As with most things in life there are always hidden gems waiting to be found. It might be an antique chair, an expressive painting or in this case, a sound that draws on the music of the 90s and produces an artistic project.
Meet Djinn, the man behind Celladoor. He remains the main member behind the artistic project and other people can come and go as they please. An interesting idea that can only suit the most creative of minds. There is no stability or consistency, but the free flowing nature of the project allows for experimentation and the opportunity to dabble in whatever inspiration pops up.
Where does the inspiration for the Celladoor sound come from?
It’s hard for me to say for sure. I think, ultimately, how I feel is what inspired the sound – it’s like a sonic description of the place in which my consciousness resides and it’s a place that is constantly morphing and changing. How I feel has lead me to deeply connect with a lot of music and all of that music has heavily influenced my style. Bands and musicians like Placebo, Nirvana, Pearl Jam, Kryptic Minds, Massive Attack, Korn, Slipknot, Linkin Park, Limp Biscuit, Deftones, Bongripper, Queens of the Stone Age, The Doors, Johnny Cash, Simon and Garfunkel and Nine Inch Nails just to name a few. Conceptually, I can’t say I know of a band like us. Our music comes from the swamp.
Does the thought of being the only permanent member cause you to feel anxious towards the future of the project?
Funnily enough, that is the exact reason I am not overwhelmed with anxieties about the future of the project. This way, it does not depend on anyone else other than me and I trust in my dedication to it and in the music. I feel the day this project ceases to have a future will be the day that I die. Until then I will find a way to make the music wherever I am, in any way I can, and with whoever is around and able. I’m just a human-shaped radio. I will continue to broadcast the music sent to me from the swamp right up to when I am called to return and the fuse in this radio blows.
Does the show go on even if people drop out right before a live show?
If by drop out you mean nobody turning up to see us, then for sure the show would go on. I relish in the opportunity to play my music because it’s when I feel closest to myself and most connected to others – closest to home. The show must always go on if the ball is in my court. That goes for if band members drop out before a show too. If the venue will still have me on, then I will pull out my acoustic and jam up there on my own. I just love to play my songs and share them with others.
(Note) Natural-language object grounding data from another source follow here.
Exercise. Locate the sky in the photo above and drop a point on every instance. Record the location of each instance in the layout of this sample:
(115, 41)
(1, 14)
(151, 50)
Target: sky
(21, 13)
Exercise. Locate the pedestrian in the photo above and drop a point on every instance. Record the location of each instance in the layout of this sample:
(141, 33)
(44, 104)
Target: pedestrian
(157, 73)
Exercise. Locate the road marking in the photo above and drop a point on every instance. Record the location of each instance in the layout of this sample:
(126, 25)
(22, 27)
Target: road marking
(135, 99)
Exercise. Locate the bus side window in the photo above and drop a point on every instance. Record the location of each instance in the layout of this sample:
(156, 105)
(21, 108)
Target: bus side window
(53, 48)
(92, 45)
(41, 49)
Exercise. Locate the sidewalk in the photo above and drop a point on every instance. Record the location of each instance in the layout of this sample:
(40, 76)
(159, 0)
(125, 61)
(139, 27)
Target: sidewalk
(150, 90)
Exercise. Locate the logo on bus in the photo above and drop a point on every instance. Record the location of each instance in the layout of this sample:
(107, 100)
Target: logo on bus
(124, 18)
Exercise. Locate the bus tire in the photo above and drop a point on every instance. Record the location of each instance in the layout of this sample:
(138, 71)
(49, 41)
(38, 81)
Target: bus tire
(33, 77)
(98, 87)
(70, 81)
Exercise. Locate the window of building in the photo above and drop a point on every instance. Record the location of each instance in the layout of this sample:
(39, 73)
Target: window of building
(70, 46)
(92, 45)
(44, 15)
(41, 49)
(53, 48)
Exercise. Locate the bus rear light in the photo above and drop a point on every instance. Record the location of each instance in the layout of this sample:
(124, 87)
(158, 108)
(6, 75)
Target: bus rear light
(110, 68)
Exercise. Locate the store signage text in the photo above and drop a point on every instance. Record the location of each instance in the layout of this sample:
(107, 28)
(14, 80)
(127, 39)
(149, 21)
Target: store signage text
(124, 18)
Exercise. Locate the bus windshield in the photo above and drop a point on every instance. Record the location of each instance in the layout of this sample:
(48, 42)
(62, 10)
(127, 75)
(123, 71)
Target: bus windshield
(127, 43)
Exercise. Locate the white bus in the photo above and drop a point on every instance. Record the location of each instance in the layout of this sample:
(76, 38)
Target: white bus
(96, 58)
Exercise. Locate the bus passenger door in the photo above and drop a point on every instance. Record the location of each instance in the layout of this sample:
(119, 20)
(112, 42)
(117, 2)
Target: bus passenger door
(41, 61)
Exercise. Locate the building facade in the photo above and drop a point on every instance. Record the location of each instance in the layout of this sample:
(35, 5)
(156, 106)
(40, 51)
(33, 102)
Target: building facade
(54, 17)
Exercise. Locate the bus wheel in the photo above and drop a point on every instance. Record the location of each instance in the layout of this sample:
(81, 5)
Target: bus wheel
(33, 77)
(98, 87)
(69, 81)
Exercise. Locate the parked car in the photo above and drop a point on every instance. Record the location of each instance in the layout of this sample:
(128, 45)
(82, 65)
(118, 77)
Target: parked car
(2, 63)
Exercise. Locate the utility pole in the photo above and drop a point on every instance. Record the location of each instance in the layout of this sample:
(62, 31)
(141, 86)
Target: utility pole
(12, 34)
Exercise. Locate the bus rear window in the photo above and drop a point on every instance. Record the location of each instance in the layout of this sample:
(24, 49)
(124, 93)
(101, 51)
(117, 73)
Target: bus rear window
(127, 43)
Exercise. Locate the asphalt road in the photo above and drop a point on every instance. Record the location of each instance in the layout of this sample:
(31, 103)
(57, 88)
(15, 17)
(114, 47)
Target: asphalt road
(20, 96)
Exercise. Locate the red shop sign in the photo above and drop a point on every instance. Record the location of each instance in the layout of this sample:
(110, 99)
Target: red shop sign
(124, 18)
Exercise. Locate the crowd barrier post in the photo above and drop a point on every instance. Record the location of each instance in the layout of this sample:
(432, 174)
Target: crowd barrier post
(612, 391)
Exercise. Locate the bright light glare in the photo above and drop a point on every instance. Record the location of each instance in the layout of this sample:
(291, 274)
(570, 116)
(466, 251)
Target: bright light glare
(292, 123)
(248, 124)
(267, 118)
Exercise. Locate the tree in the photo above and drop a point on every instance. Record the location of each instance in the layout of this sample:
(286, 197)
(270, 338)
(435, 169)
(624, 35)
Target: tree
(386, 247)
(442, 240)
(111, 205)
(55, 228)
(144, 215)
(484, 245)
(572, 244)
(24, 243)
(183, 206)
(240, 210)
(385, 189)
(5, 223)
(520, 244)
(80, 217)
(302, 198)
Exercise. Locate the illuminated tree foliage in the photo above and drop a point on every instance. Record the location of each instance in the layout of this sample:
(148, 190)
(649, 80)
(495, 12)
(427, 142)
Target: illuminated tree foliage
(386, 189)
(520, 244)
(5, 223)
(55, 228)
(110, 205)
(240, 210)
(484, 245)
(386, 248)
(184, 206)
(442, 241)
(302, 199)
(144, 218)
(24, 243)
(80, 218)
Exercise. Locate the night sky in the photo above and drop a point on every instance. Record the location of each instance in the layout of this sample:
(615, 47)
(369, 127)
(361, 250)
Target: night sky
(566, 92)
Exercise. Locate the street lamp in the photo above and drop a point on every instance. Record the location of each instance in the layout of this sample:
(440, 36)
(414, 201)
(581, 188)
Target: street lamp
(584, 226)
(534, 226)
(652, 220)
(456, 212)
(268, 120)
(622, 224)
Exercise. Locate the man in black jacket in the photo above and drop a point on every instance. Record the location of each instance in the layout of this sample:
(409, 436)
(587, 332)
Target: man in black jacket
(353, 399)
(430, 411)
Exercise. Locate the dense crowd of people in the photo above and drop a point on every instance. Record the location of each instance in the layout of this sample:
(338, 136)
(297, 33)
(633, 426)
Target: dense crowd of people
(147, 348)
What do you think of Kurt Cobain? I find your vocal styles to be similar.
I really vibed with Kurt Cobain. He was among a few specific singers who managed to make me feel less alone in a terribly lonely and shitty period of my life. I think above all it was his lyrics that drew me in so much and the way he delivered them. I guess we sound alike because we feel similar about things. He is one of my favorite vocalists, but I feel he’s one of many to have influenced my style. A few other names worth me mentioning are Jonathan Davis, Brain Molko, Chino Moreno, Marilyn Manson, Trent Reznor, Eddie Vedder and Corey Taylor. I channel a lot of things into my vocal performances. It often feels like the only way I can express some of the things I think and feel.
The latest Celladoor release is Alchemy. What is the track Down about?
That’s a tough question. My songs are not bound to any one true meaning because I believe the truth of anything is more than any one of us can comprehend. However, that doesn’t mean they’re not worth interpreting – quite the opposite really. I can confirm they do mean something, but there will always be more meaning for you to discover. I write my songs to be quite ambiguous so that the listener can form their own meanings and hopefully help to teach them something about themselves – they certainly help me in this manner. I can tell you roughly what ‘Down’ means to me presently… Today, I think it’s about living in the aftermath of a total obliteration of self, and how separate that can make you feel from this world and your own bodies instincts. Ultimately, it’s about the proclivity this has to send a person on a downward spiral.
Do you design all the artwork for the music you’ve released?
I have been lucky to know a lot of incredible artists who have, for one reason or another, produced a piece of art that I felt fit perfectly with the intended release. I did have a hand in designing a few of them, for example: the art work for our third album ‘Temple’ was based on a specific vision I had. My friend did an awesome digital painting of it after I described it to him. I feel really privileged that such awesome art has manifested around my music and I am massively grateful to all of the artists for helping me to realize the albums. It’s a true honour to have had them lend their talent.
What does art mean to you?
I suppose art, to me, is something that has been created in the process of expressing truth. It’s the most beautiful and raw form of an idea. I believe anything can be done artfully.
What do you hope to see in the future of Celladoor?
It’s hard for me to know exactly what I want for Celladoor in the future. I suppose I am willing to admit I am not entirely sure. I think the one thing I can be sure of is that I want it to be shared by more and more people. I want it to be a creative force in this world – one that knows no bounds.